May 10-16 2021
A post-mortem cellular analysis of the lungs
Infection by SARS-CoV-2 leads in 15% of cases to severe illness associated with respiratory distress syndrome and increased morbidity and mortality. The difficulties of taking samples from patients, often limited to broncho-alveolar fluids, hinders understanding of the consequences of infection at lung tissue level.
Researchers at the University of Columbia instigated a programme of rapid autopsies (under the direction of the Institutional Review Board) to remove and freeze the pulmonary tissues of COVID-19 patients in the ten hours following their deaths, so avoiding any deterioration. They analysed transcription profiles (transcriptome) by single-cell RNA sequencing (snRNA-seq). This work was carried out on a cohort of 19 people with an average age of 72 as well as on a control-cohort (non COVID-19) of 7 patients aged about 70, representing a total of 116 314 cells. The cells were identified and classified according to several criteria, such as markers expressed in the membrane (over or under-expression of specific genes) or their granularity (which reflects the internal complexity of the cell). In total, 9 cellular types were identified: epithelial and endothelial cells, myeloids, fibroblasts, T and B lymphocytes, neurons, mastocytes and antigen-presenting cells (including dendritic cells).
In COVID-19 patients overall, an increase in the number of myeloid cells was observed, in particular monocytes and macrophages that were aberrantly overactivated (over-expression of CTSB/D/Z, PSAP). This suggests that these cells are a major source of inflammatory deregulation in the lungs. The analysis of blood cells showed that antibody response was relatively well preserved (enrichment of the IGHV1-18/IGLV3-20 genetic combination producing neutralising antibodies). In COVID-19 patients, the number of alveolar cells (AT1 et AT2) was seen to be reduced. AT2 cells, which act as progenitor cells to regenerate the AT1 cells, can no longer make this transition (decrease in ETV5, CAV1).
By using a supplementary cohort of 23 patients and proteomic analyses, the researchers showed that the epithelial cells produce more IL-6 and the macrophages produce more IL-1β, two pro-inflammatory cytokines overexpressed in COVID-19 patients, compared to healthy patients or patients suffering from other pulmonary infections. Tuft cells (overexpression of ChAT, Pou2f3), involved in the inflammation of respiratory passages but whose role is little understood, were 3 times more present in the upper respiratory passages. The number of fibroblasts was also higher, in particular pathological fibroblasts (overexpression of CTHRC1, JunB/D).
This pulmonary transcriptome (or analysis of mRNA expression) at single-cell level provides an overall picture of the situation and cellular programming in the event of lethal cases of COVID-19. Supplementary analyses suggested that the aberrant activation of macrophages (via l’IL-1β) affects the regeneration of the alveolar tissue and promotes the expansion of pathological fibroblasts, leading to the rapid development of fibrosis.
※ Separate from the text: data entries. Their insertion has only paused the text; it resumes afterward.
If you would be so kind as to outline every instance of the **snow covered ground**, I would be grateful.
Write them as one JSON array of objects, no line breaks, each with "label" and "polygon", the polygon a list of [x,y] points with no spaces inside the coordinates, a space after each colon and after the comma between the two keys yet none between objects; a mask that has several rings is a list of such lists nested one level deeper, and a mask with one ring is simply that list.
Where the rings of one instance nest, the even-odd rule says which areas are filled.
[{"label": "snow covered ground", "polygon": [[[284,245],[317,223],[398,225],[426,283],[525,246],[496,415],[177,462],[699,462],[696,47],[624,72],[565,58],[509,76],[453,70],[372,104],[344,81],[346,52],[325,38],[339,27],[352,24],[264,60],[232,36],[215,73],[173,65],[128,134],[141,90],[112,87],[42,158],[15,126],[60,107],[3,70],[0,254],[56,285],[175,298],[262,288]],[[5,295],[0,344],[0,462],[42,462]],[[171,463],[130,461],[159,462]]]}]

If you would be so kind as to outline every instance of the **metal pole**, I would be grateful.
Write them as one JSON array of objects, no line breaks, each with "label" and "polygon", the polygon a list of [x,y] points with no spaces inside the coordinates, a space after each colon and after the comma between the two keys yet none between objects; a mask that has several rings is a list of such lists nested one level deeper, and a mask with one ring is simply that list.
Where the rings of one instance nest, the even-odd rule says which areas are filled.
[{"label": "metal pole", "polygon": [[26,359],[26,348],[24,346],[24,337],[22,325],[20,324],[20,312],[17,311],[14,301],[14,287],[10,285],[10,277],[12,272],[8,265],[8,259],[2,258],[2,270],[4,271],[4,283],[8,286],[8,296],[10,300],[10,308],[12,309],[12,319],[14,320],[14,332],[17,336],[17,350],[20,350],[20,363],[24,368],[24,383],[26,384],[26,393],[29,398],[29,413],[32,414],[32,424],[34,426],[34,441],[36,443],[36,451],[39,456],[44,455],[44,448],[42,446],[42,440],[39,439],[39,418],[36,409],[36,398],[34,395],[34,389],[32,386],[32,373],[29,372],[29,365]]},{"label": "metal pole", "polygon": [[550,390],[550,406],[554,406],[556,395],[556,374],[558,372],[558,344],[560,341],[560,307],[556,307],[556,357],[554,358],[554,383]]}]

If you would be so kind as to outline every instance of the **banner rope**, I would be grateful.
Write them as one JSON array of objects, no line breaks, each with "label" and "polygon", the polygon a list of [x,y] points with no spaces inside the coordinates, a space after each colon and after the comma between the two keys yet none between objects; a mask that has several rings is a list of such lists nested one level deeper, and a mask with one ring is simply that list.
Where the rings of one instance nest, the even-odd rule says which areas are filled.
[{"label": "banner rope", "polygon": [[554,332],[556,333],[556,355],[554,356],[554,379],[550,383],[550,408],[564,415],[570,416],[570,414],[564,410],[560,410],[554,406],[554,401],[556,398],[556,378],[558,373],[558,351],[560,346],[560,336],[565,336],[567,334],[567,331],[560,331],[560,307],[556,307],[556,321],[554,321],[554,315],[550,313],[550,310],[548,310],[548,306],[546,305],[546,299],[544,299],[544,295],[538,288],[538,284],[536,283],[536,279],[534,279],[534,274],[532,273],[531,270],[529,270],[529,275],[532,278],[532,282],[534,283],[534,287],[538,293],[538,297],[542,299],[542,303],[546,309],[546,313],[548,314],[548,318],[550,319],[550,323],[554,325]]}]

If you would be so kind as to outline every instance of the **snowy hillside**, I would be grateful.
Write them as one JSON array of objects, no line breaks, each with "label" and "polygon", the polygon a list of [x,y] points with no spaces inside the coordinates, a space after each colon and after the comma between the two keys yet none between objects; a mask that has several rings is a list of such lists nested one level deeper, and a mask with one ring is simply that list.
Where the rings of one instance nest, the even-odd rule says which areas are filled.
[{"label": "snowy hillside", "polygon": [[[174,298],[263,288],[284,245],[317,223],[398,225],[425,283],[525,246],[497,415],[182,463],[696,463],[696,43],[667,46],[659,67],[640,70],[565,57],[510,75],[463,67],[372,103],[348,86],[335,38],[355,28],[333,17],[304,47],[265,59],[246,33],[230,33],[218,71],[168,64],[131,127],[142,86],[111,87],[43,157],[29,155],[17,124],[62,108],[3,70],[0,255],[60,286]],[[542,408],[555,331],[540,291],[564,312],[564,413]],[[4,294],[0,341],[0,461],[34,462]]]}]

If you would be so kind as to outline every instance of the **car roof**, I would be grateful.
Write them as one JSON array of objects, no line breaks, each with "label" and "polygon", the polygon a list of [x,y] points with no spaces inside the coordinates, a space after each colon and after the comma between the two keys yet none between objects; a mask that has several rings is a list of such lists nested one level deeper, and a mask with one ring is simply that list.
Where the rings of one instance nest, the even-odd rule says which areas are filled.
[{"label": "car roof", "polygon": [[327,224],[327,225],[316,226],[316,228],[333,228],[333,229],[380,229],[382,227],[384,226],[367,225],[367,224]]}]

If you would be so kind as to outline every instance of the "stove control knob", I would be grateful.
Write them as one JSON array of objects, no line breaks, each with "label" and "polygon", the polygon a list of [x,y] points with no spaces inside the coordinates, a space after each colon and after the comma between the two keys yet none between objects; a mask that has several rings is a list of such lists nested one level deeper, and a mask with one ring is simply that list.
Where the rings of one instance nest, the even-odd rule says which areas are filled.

The pulmonary epithelial tissue destroyed by viral infection is therefore not regenerated in deceased patients. Although antibody response is satisfactory, an inadequate T response may contribute to a fatal outcome.
This study therefore helps us to better understand responses to SARS-CoV-2 and their clinical complications, but may also be integrated into larger scale modelling. In addition, it provides a base for therapeutic development, since it suggests inhibiting the activity of STAT3 and MMP14 proteins that may block the deregulation of fibroblasts.